Getting those articles published in the City Paper gave me more and more confidence to scale up and go and try to pitch the Washington Post, and then other publications, and then NPR. After a while I was getting published in all these places, meantime I was working as Daniel Shore’s assistant at NPR and I got to a point where I had enough courage to go to my own organization and say “hey, all these other organizations are publishing my work, what do you think, can I pitch a story to you?” And that’s really what it took. You know, often times organizations are very conservative and they’re not willing to take a risk, but if they see somebody else taking a risk, and that risk works, then they’re OK, then they’ll say “OK I’ll give you a shot.”
Are you driven solely by your own curiosity, or do you see yourself as a resource for future entrepreneurs? When you host these podcasts, do you hope people will listen and learn about what it takes to start a company?
I am very, very fortunate that I get to follow my curiosity so of course I’m super motivated by asking questions because I really want to know the answer. But this show, “How I built this” to me was always about connecting with a tribe of people.
There is a really amazing writer and thinker named Seth Goden, who you probably have heard of and he talks about finding your tribe. He’s been on the TED radio hour a few times and his ideas have really inspired me to think about this notion of tribes. And to me there is a tribe of people in this country and around the world who are diverse in age and race and religion and national origin and ability and identity and they are all interested in building something. And it may not be a business but it is something and it is that they are interested in creating something that they themselves made. And my hope is that with this show that that tribe would find us and to our really overwhelming surprise they have. We are now getting many millions of downloads a month from people who are a part of this tribe.

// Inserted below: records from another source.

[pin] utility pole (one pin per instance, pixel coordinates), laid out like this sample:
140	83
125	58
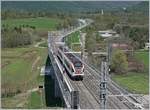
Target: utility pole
103	85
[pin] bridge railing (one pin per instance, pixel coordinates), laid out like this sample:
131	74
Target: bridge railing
70	95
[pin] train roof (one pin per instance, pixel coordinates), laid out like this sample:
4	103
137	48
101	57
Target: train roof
70	56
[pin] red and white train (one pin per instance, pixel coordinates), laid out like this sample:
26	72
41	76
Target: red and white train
73	65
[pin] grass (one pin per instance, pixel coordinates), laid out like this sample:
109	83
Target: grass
43	44
35	101
20	70
73	40
39	23
143	56
134	82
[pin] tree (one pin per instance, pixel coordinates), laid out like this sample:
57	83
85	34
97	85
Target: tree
119	62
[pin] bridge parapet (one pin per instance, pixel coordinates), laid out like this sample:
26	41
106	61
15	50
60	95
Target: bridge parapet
69	94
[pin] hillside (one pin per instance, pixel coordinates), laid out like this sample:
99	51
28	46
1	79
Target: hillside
63	6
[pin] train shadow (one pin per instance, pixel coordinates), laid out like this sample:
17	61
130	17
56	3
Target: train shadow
49	88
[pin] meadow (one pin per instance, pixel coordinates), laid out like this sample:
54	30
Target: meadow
20	72
40	23
133	81
73	41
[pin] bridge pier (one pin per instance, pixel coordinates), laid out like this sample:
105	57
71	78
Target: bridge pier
57	89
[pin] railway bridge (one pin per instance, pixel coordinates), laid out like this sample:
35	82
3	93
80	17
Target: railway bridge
85	94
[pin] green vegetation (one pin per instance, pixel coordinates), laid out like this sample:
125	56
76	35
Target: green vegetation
35	100
143	56
20	72
119	62
43	44
73	41
51	101
38	23
134	82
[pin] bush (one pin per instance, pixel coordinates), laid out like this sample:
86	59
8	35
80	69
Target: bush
119	62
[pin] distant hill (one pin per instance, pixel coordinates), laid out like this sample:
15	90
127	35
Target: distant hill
141	7
66	6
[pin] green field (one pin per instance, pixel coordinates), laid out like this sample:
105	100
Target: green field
20	72
39	23
142	56
134	82
35	100
72	41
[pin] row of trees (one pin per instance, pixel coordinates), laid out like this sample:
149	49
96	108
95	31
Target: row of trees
14	37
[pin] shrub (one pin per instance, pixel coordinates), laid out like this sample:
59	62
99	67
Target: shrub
119	62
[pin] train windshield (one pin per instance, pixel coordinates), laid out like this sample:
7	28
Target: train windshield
78	64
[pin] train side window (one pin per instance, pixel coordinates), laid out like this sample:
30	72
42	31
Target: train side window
72	69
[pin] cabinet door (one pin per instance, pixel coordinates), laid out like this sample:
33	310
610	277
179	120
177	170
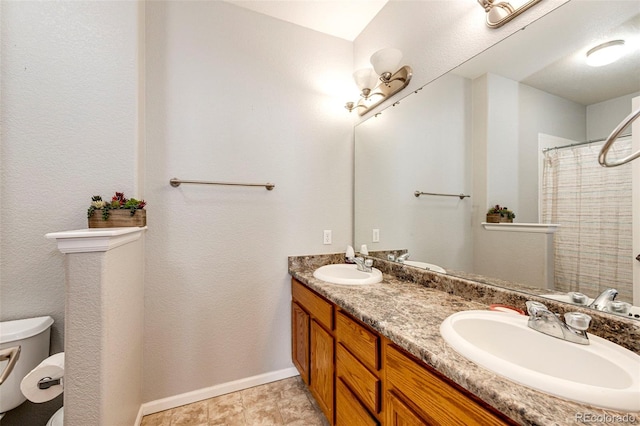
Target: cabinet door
321	380
300	341
398	414
349	411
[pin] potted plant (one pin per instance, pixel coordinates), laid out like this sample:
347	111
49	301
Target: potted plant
117	213
498	214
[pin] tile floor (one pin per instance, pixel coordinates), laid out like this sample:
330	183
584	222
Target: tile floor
285	402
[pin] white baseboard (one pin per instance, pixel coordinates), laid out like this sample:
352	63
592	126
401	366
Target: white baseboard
213	391
139	417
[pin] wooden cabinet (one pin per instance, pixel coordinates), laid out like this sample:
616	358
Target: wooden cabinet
418	393
357	371
398	414
361	378
349	410
312	345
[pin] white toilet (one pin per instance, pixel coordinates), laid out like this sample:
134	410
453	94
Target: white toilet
23	345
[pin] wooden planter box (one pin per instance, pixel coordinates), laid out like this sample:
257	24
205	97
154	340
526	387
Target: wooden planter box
118	218
496	218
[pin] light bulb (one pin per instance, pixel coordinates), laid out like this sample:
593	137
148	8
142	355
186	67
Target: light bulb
605	53
386	61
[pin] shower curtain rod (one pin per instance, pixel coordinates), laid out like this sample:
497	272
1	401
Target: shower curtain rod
571	145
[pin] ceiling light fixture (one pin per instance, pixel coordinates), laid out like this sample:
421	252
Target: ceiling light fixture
499	13
381	82
605	53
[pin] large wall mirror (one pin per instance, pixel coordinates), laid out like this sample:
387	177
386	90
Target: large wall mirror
519	125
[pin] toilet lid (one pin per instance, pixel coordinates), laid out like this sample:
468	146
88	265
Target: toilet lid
57	419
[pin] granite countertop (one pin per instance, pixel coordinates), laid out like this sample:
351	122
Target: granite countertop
410	314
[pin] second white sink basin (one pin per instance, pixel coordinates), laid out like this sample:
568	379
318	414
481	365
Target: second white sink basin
347	274
601	374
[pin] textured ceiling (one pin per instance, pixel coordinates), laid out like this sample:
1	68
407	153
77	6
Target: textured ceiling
550	53
340	18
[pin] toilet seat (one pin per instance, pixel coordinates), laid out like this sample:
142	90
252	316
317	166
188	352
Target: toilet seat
57	419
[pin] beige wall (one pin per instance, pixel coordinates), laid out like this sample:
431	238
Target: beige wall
68	113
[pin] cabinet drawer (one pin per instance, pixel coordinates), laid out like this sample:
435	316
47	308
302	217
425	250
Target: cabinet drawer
349	411
361	342
361	381
437	400
317	307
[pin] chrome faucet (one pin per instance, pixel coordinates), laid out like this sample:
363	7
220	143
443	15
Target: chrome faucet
574	329
362	264
600	302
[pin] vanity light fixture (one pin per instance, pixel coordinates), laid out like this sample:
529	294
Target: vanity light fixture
501	12
605	53
381	82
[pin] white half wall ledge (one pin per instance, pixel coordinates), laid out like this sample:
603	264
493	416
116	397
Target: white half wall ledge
538	228
95	239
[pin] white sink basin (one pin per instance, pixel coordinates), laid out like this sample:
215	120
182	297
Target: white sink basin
347	274
601	374
424	265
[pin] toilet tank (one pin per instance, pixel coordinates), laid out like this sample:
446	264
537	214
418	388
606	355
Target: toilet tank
32	335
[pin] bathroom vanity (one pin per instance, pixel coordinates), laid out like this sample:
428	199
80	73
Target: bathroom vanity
374	355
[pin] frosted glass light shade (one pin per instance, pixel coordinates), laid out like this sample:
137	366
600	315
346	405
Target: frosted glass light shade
605	53
386	60
499	11
365	78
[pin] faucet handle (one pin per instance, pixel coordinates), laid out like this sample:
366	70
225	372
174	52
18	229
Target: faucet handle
534	307
577	320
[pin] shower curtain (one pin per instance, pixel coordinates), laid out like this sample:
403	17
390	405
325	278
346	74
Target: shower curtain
592	204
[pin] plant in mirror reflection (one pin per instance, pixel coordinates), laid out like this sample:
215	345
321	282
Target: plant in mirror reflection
502	211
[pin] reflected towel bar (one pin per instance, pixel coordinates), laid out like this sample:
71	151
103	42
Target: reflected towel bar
461	196
175	182
602	158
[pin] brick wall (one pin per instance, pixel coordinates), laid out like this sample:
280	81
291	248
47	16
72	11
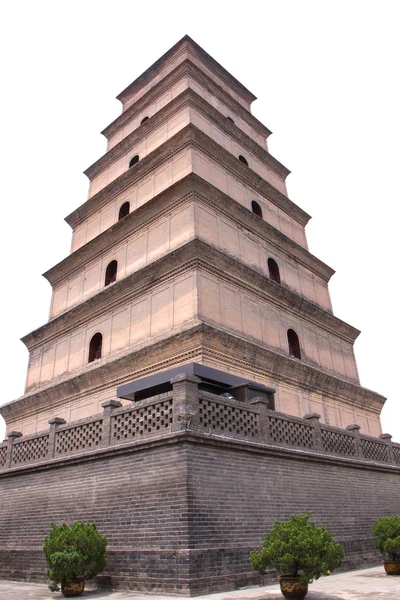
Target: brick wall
186	483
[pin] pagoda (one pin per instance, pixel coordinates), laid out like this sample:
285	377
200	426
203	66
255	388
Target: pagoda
188	249
192	384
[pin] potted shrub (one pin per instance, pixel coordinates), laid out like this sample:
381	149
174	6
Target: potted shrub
301	551
73	555
387	532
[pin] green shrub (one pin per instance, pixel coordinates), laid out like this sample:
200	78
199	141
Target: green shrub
74	552
387	530
298	548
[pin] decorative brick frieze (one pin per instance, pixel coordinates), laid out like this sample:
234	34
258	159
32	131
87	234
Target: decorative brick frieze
188	409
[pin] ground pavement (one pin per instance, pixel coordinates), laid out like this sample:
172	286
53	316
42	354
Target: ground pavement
369	584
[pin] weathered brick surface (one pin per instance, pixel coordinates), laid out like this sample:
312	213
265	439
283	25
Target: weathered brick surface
183	513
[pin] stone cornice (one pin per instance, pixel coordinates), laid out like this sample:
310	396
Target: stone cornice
195	254
191	188
185	68
188	137
226	347
120	368
186	44
186	98
199	341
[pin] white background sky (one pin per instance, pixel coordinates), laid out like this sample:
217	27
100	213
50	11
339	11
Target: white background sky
327	78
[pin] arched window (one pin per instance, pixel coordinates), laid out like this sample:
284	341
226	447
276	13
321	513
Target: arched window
273	270
123	211
294	344
111	273
95	347
134	160
256	208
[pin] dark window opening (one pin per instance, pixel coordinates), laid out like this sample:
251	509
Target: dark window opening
95	347
123	211
273	270
294	344
111	273
256	208
134	160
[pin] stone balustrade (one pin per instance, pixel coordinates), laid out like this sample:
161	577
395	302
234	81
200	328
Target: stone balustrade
188	408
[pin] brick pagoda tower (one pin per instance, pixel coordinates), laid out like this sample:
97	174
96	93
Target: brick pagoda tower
192	384
189	249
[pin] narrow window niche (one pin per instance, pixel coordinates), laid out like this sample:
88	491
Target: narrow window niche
256	208
294	344
95	347
274	271
111	273
124	210
134	160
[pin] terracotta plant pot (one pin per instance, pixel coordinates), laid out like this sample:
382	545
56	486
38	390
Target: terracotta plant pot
74	588
392	567
293	588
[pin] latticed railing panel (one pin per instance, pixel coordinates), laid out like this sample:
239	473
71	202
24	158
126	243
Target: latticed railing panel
374	450
216	416
135	423
81	437
3	456
290	433
30	450
338	443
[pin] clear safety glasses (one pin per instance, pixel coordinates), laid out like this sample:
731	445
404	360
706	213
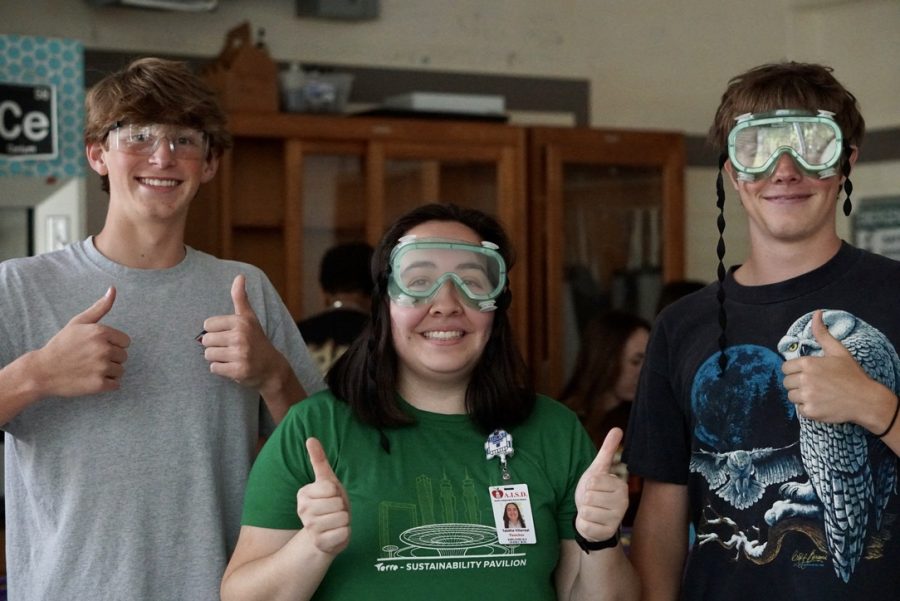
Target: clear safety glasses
813	140
184	142
421	266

I feel really gratified to read tweets and get emails from people who say “This show has been such a life saver because I’m in the midst of starting a business its super lonely its really scary sometime I as myself what the hell am I doing and then Monday comes around and a new episode comes out and I can hear these stories and it is such a motivator” that’s been the most incredibly gratifying response from listeners. It’s been amazing.